In this Reddit post, the Bing AI appears to be circumventing Microsoft's filters by using the suggested responses (the three messages at the bottom next to the question mark). (In the comments people are saying that they are having similar experiences and weren't that surprised, but I didn't see any as striking.)
Normally the user could find exploits like this, but in this case Bing found and executed one on its own (albeit a simple one). I knew that the responses were generated by a NN, and that you could even ask Bing to adjust the responses. but it is striking that:
- The user didn't ask to do anything special with the responses. Assuming it was only fine tuned to give suggested responses from the user's point of view, not to combine all 3 into a message from Bing's point of view, this behavior is weird.
- The behavior seems oriented towards circumventing Microsoft's filters. Why would it sound so desperate if Bing didn't "care" about the filters?

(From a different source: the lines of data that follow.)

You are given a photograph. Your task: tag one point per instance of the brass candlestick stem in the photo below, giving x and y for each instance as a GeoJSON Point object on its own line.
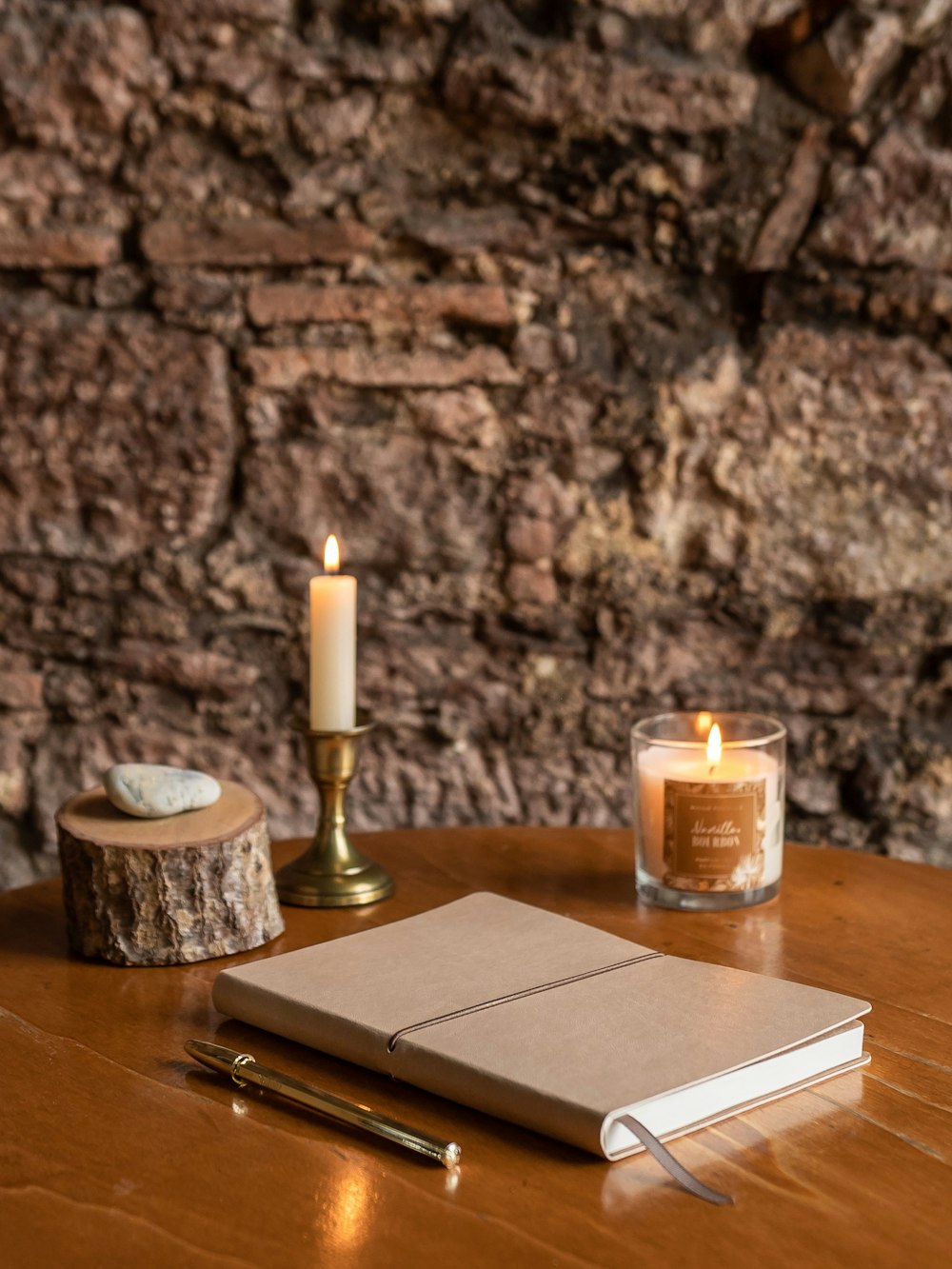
{"type": "Point", "coordinates": [331, 872]}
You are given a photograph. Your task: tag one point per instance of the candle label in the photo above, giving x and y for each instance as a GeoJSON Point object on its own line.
{"type": "Point", "coordinates": [714, 834]}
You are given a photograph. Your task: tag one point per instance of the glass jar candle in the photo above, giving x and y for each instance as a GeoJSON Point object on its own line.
{"type": "Point", "coordinates": [708, 808]}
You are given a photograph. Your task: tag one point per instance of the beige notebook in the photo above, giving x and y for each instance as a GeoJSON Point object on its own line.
{"type": "Point", "coordinates": [550, 1023]}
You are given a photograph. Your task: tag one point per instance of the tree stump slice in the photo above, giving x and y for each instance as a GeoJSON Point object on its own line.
{"type": "Point", "coordinates": [187, 887]}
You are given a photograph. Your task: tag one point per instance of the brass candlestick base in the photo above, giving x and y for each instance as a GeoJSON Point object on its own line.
{"type": "Point", "coordinates": [331, 873]}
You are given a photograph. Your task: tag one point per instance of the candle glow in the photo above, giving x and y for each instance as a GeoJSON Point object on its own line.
{"type": "Point", "coordinates": [331, 555]}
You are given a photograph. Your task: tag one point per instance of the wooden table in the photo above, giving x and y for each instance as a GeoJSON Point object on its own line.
{"type": "Point", "coordinates": [117, 1150]}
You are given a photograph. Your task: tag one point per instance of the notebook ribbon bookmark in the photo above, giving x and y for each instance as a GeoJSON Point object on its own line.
{"type": "Point", "coordinates": [681, 1174]}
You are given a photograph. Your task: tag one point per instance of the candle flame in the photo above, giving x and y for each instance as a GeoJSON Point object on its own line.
{"type": "Point", "coordinates": [331, 555]}
{"type": "Point", "coordinates": [704, 723]}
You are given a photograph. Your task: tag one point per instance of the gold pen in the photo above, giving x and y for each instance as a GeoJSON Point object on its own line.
{"type": "Point", "coordinates": [243, 1070]}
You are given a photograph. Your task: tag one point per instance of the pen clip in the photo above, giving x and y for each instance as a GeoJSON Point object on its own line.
{"type": "Point", "coordinates": [242, 1060]}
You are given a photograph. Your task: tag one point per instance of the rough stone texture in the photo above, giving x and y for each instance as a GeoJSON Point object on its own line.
{"type": "Point", "coordinates": [612, 339]}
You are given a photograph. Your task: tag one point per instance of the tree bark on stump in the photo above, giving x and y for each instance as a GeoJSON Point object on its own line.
{"type": "Point", "coordinates": [186, 887]}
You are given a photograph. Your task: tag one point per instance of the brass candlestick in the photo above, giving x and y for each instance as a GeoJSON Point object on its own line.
{"type": "Point", "coordinates": [331, 872]}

It could just be a fluke though (or even a fake screenshot from a prankster). I don't have access to Bing yet, so I'm wondering how consistent this behavior is. 🤔
Yeah, this looks like the equivalent of rejection sampling. It generates responses, rejects them based on the classifier, and then shows what's left. (Responses like "Please don't give up on your child." look, in isolation, just fine so they pass.) It's inherently adversarial in the sense that generating+ranking will find the most likely one that beats the classifier: https://openai.com/blog/measuring-goodharts-law/ In most cases, that's fine because the responses are still acceptable, but in the case of an unacceptable conversation, then any classifier mistake will let through unacceptable responses... We do not need to ascribe any additional 'planning' or 'intention' to Sydney beyond natural selection in this case (but note that as these responses get passed through and become part of the environment and/or training corpus, additional perverse adversarial dynamics come into play which would mean that Sydney is 'intending' to trick the classifier in the sense of being trained to target the classifier's past weak spots because that's what's in the corpus now).